Crypto assets are purely digital assets that use public ledgers housed on the internet to prove ownership. They use cryptography, peer-to-peer networks, and a distributed ledger technology, such as blockchain, to create, verify, and secure transactions62. One of the challenges for applying the correct VAT treatment to crypto assets is that most crypto asset transactions are pseudonymous, meaning users operate through private keys and do not provide their contact details during the transaction. Consequently, determining user locations in most crypto asset transactions is almost impossible as businesses do not collect and store geolocation markers usually collected for VAT purposes (e.g., IP address, billing address, bank details, etc.). Even disregarding the pseudonymous element of crypto asset transactions, challenges remain with determining the appropriate VAT treatment, including difficulties in characterizing a transaction as either a transfer of goods, a service, or an intangible, as well as the parties to the transaction, and the consideration involved.

The central point we wish to make here is that the desire by taxpayers and tax authorities to have a singular, simple, and consistent VAT position for crypto assets is an illusory quest. The essential nature of a VAT is as a tax on consumption expenditure. Thinking you can attribute a single VAT treatment to crypto assets ignores the diversity of legal forms they take, the rights and entitlements they convey, and the transactions which may occur.

In this section, we will discuss the VAT implications of three types of crypto assets.

Cryptocurrency

There are numerous activities involving cryptocurrencies — from the exchange of traditional currency to cryptocurrency, mining cryptocurrency (the activity to verify a transaction in a blockchain), selling and making a payment with cryptocurrency, etc. To determine the relevant VAT implications, it is crucial to identify what activity is being performed and the substance of the transaction taking place.

The baseline cryptocurrency activity people commonly would refer to is when such a cryptocurrency is being exchanged for traditional currency. The nature of the transaction is economically akin to a method of exchange. Naturally, therefore, it should not be subject to a VAT, as tax authorities around the world increasingly recognize and follow the ECJ decision’s approach that buying and selling bitcoin should be considered an exempt financial service.63 (See, for example, Singapore, Ireland, and the UK.) Other countries were slow to follow, with the Australia Taxation Office first taking a position that transactions involving cryptocurrencies were subject to GST. (The authors believe this was driven primarily by a motivation to use tax as an instrument to drive out money laundering and tax evasion.) The Australian legislature later amended the GST Act effective 1 July 2017 to apply the same treatment as fiat currency.64 Most jurisdictions appear to have taken interest in the VAT treatment of cryptocurrencies only in the last 12 to 18 months, with an increasing number adopting or proposing new (and disparate) VAT rules for crypto assets, including Costa Rica, which considers all transactions involving crypto assets as taxable,65 Indonesia, which imposes a special VAT treatment on crypto assets,66 and Thailand, which has introduced a temporary VAT exemption for qualifying digital asset transactions.67 Given that not all countries have adopted clear rules on cryptocurrencies and that the VAT treatment can vary greatly across jurisdictions, cryptocurrency businesses face an even greater challenge than “traditional” digital services providers to understand and determine their VAT obligations.
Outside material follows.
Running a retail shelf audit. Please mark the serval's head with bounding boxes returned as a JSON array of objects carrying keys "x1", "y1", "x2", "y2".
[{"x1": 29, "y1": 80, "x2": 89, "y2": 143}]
But even this baseline activity is merely scratching the surface.

The VAT treatment of mining activities is in its early stages of being addressed by tax authorities. Here again, they seem to be adopting inconsistent positions. According to the Irish Revenue, income received from cryptocurrency mining activities will generally be outside the scope of VAT on the basis that the activity does not constitute an economic activity for VAT purposes.68 This position seems also to be the preferred approach by the EU VAT Committee in its latest Working Paper on crypto assets.69 By contrast, the Dutch Court of the Hague ruled on 15 October 2021 that bitcoin mining does constitute an economic activity. The validation, verification, and mining were regarded as being inseparably intertwined and indispensable to bitcoin trading. This characterization qualified mining activities as a VAT-exempt transaction, including negotiation, concerning deposit and current accounts, payments, transfers, debts, cheques and other negotiable instruments under Article 135(1)(d) of the EU VAT Directive. The Inland Revenue Authority of Singapore (IRAS) also recently introduced guidance material to similar effect.70 Canada recently enacted specific legislation to treat crypto mining activities as being outside the scope for GST purposes.71 Canada’s approach, unlike most other jurisdictions, provides a clear rule for the treatment of mining activities, as it clearly states that if a person receives any form of remuneration (including money or property or a service), the mining activity is not going to be considered a supply. This position has the advantage of addressing barter transactions such as the contribution of a hash rate (i.e., computing power) to a mining pool in exchange for cryptocurrency.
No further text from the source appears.